02 Data Distributions

Data Types

We leverage several kinds of data to do statistical analysis:

Categorical
- nominal: cannot be sorted (flavors of ice cream)
- ordinal: can be sorted; lack scale (survey responses)
Continuous
- interval: lacks a “zero” point (temperature)
- ratio: true “zero” point (age, salary)

A distribution shows the probable outcomes of a variable.

discrete: probability of being exactly equal to some value. The sum of all probabilities is one. Its probability distribution is called the Probability Mass Function of PMF.
continuous: probability of falling within any interval of values. The area under the probability curve is equal to one. Its probability distribution is called the Probability Density Function or PDF

For both cases, the probability $P(X<=x)$ is given by the Cumulative Distribution Function or CDF.

Discrete Data

Uniform distribution

Probabilities are evenly distributed across the sample space, ie each value has the same probability of occuring (example: roll of a fair dice).

Binomial distribution

There are two mutually exclusive outcomes. Examples include heads vs tail, success vs failure, healthy vs sick. The associated experiments are called a Bernoulli Trial if the probability of success is constant.

The probability of observing $k$ successes for $n$ independant Bernoulli trials with a probability of success $p$ is given by the PMF of the Binomial Distribution. The highest probability is for $k = n p$.

# example: probability of rolling a five three times out of 16 dice rolls
from scipy.stats import binom
print('{:.1%}'.format(binom.pmf(k=3, n=16, p=1/6)))

24.2%

For $n$ independant Bernoulli trials having a probability of success $p$, the probability of observing $k$ successes is:

\[P(k)={n \choose k} p^k (1 - p)^{n-k}\]

Note: ${n \choose k}$ is called the Bernoulli coefficient.

Poisson distribution

Very similar to the Binomial Distribution, but measures the number of times an event occurs in an interval of time or space.

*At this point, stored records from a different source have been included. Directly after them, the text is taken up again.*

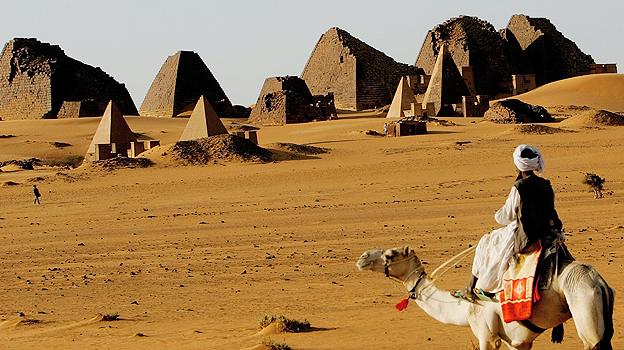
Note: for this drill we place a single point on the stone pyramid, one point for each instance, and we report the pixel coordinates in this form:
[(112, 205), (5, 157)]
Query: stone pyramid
[(182, 79), (284, 100), (204, 122), (473, 43), (446, 86), (359, 76), (112, 129), (403, 98), (39, 81)]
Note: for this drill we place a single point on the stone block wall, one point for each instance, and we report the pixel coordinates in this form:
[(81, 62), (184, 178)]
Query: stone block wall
[(37, 78), (551, 55), (521, 83), (360, 76), (181, 80), (284, 100), (602, 68), (473, 43)]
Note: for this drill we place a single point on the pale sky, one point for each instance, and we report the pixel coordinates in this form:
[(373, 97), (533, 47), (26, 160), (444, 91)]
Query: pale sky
[(243, 42)]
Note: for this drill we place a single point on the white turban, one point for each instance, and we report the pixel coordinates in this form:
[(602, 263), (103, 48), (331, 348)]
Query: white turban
[(528, 164)]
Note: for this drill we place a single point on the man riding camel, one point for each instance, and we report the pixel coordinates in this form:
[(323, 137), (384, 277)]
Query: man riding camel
[(529, 215)]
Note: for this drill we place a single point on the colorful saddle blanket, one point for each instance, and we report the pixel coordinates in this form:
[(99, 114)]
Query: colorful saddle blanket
[(519, 290)]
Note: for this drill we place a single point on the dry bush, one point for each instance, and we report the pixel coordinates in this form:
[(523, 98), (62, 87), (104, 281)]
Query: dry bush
[(285, 324)]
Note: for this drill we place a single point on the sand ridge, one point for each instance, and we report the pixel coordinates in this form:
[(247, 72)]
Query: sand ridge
[(192, 257)]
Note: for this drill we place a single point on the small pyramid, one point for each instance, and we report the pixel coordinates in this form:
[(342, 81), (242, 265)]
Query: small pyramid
[(403, 98), (446, 85), (204, 122), (181, 80), (112, 129)]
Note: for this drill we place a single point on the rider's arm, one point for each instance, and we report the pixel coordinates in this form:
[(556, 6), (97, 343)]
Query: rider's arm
[(509, 212)]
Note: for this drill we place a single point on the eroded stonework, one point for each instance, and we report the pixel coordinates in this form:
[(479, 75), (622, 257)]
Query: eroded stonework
[(180, 82), (38, 80), (360, 76), (285, 100)]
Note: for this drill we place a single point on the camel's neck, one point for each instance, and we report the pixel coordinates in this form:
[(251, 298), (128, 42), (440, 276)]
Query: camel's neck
[(439, 303)]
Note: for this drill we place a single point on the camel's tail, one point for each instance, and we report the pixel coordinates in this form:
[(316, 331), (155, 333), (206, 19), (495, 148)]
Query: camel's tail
[(608, 297)]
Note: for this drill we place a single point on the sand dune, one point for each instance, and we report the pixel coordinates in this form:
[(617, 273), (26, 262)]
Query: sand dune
[(193, 256), (599, 91)]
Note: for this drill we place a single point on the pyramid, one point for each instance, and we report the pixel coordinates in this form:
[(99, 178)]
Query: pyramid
[(446, 86), (204, 122), (473, 43), (182, 79), (284, 100), (551, 55), (39, 81), (359, 76), (403, 99), (112, 129)]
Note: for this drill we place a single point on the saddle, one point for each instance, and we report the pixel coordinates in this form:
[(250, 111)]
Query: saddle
[(554, 254)]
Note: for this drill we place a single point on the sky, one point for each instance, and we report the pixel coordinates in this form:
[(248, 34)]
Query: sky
[(244, 42)]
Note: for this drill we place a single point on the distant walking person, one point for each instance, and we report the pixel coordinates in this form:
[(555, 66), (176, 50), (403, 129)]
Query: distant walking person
[(37, 194)]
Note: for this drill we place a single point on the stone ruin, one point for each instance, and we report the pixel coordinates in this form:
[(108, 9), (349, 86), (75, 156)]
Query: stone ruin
[(113, 138), (286, 100), (39, 81), (514, 111), (550, 54), (203, 122), (406, 126), (472, 43), (180, 82), (404, 101), (528, 53), (360, 76), (446, 86)]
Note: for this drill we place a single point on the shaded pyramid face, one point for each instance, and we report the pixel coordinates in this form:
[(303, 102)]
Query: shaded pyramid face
[(402, 101), (204, 122), (112, 129), (446, 85), (181, 80)]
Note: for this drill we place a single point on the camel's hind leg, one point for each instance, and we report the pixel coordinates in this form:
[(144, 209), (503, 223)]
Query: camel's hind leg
[(590, 301)]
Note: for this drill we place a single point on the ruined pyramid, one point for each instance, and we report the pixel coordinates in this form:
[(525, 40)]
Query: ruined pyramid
[(182, 79), (112, 129), (204, 122), (403, 99), (551, 55), (39, 81), (446, 86), (360, 76), (284, 100), (474, 43)]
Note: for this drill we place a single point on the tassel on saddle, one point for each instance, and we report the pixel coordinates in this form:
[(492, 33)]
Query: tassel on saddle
[(557, 334)]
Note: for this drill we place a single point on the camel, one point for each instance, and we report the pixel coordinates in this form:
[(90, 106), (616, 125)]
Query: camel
[(577, 292)]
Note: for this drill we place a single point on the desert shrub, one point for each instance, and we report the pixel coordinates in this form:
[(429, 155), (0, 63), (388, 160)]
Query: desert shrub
[(276, 346), (285, 324), (70, 161), (111, 317)]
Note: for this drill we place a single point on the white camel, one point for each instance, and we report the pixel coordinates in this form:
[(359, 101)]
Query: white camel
[(578, 292)]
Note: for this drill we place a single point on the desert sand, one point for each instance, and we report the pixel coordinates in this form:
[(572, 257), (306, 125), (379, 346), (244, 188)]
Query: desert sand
[(599, 91), (191, 257)]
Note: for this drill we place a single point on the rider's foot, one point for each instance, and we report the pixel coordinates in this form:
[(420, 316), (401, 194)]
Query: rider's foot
[(465, 294)]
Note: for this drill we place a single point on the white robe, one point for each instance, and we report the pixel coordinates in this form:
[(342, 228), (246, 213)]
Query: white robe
[(496, 249)]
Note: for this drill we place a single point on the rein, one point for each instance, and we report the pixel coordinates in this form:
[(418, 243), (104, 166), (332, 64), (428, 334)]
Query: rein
[(421, 277)]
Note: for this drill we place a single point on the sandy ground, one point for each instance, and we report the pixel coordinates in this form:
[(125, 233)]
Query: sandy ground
[(600, 91), (192, 257)]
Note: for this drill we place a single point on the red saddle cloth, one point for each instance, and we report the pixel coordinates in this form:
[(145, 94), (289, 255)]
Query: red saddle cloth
[(518, 294)]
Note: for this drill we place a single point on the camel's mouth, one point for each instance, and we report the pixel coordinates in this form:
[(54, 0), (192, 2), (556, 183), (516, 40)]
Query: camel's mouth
[(362, 264), (368, 259)]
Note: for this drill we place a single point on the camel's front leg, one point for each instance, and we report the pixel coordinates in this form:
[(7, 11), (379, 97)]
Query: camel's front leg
[(480, 326)]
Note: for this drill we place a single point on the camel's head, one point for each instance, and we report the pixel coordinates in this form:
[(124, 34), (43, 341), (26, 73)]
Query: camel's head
[(393, 262)]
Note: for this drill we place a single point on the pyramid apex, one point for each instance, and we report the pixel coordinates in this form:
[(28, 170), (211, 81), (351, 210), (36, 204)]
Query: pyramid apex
[(203, 122)]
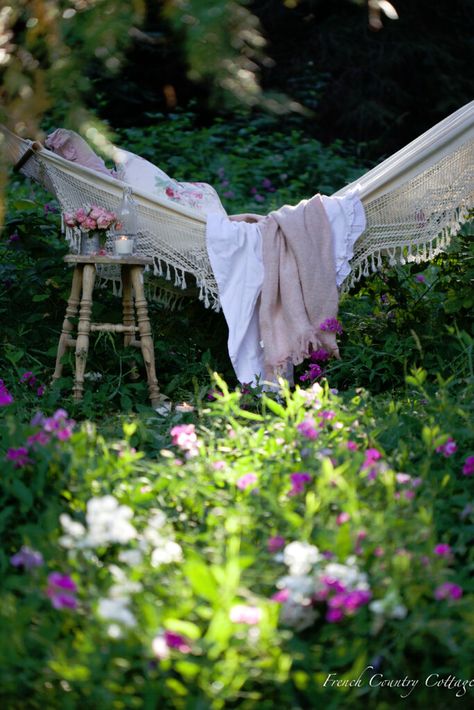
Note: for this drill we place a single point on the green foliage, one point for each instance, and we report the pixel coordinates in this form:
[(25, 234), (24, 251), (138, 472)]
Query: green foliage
[(189, 545)]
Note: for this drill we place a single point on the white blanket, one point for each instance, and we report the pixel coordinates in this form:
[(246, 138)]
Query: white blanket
[(235, 253)]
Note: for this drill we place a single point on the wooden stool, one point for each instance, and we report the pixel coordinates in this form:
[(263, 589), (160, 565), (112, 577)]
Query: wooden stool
[(133, 296)]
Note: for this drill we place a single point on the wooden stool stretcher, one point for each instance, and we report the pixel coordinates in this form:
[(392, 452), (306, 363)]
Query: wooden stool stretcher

It assumes a constant average rate of occurence $\lambda$.

The probability of observing $k$ events in an interval is given by the PMF of the Poisson Distribution. The highest probability of the Poisson Distribution is for $k = \lambda$.

# example: probability of having only four deliveries between 4PM and 5PM this friday when the average is 8
from scipy.stats import poisson
print('{:.1%}'.format(poisson.pmf(k=4, mu=8)))

5.7%

We can also calculate the probabilities of having fewer than $k$ successes with the cumulative distribution function.

# example: probability of having four deliveries or less between 4PM and 5PM this friday when the average is 8
from scipy.stats import poisson
print('{:.1%}'.format(poisson.cdf(k=4, mu=8)))

10.0%

We can also apply the same logic to smaller intervals if we can assume that events are equally distributed inside each interval. For instance, if $\lambda_{minute} = \lambda_{hour} / 60$

# example: probability of having zero deliveries between 4:00PM and 4:05PM this friday when the hourly average is 8
from scipy.stats import poisson
print('{:.1%}'.format(poisson.pmf(k=0, mu=8/(60/5))))

51.3%

The probability of observing $k$ events in an interval is:

\[P(k \text{ events in interval}) = \frac{\lambda^k e^{-\lambda}}{k!}\]

Continuous Data

Continuous data are typically associated with their:

Central Tendency: average value a variable can take
Dispersion: spread from the average

Median and IQR

median: median value; insensitive to outliers
range: maximum - minimum; extremely sensitive to outliers
interquartile range (IQR): difference between the third and first quartile

Quartiles divide a rank-ordered data set into four parts of equal size; each value has a 25% probability of falling into each quartile. The Interquartile range (IQR) is equal to Q3 minus Q1. This is why it is sometimes called the midspread or middle 50%. Q2 is the median.

Box-plots are a good way to summarize a distribution using its quartiles:

IQR with the median inside
whiskers (Tukey boxplot): values within 1.5 IQR of Q1 and Q3
remaining outliers

Mean and Standard Deviation

mean: calculated average; sensitive to outliers
variance: average squared distance from the mean; emphasis on higher distances
standard deviation: square root of variance; same unit as the measure itself

Note: sample variance is calculated with $n-1$ where $n$ is the sample size, in what is called the Bessel’s correction. It reduces the bias due to finite sample size: you need to account for the variance of sample mean minus population mean. More details here.

Normal Distribution

Many real-life variables roughly follow the Gaussian or Normal Distribution: height, weight, test scores, etc. We can use it to model their behavior.

A normal distribution:

is centered around its mean
has 2/3 of all its values inside +/- 1SD from the mean
has 95% of all its values inside +/- 2SD from the mean
had 99.5% of all its values inside +/- 3SD from the mean

Note1: the Standard Normal Distribution has a mean of 0 and and a standard deviation of 1. Note2: we can convert a normal distribution to the standard normal distribution by using its z-scores: $z = (x - \mu) / \sigma$.

# example: probability of having the value of a standard normal distribution below z
from scipy.stats import norm
print('{:.1%}'.format(norm.cdf(x=0.7)))

75.8%

# example: z-score of a given probability
from scipy.stats import norm
print('{:.3}'.format(norm.ppf(q=0.95)))

1.64

# example: percentile of a student for a normal distribution of mean 75 and sd 7
from scipy.stats import norm
print('{:.1%}'.format(norm.cdf(x=87, loc=75, scale=7)))

95.7%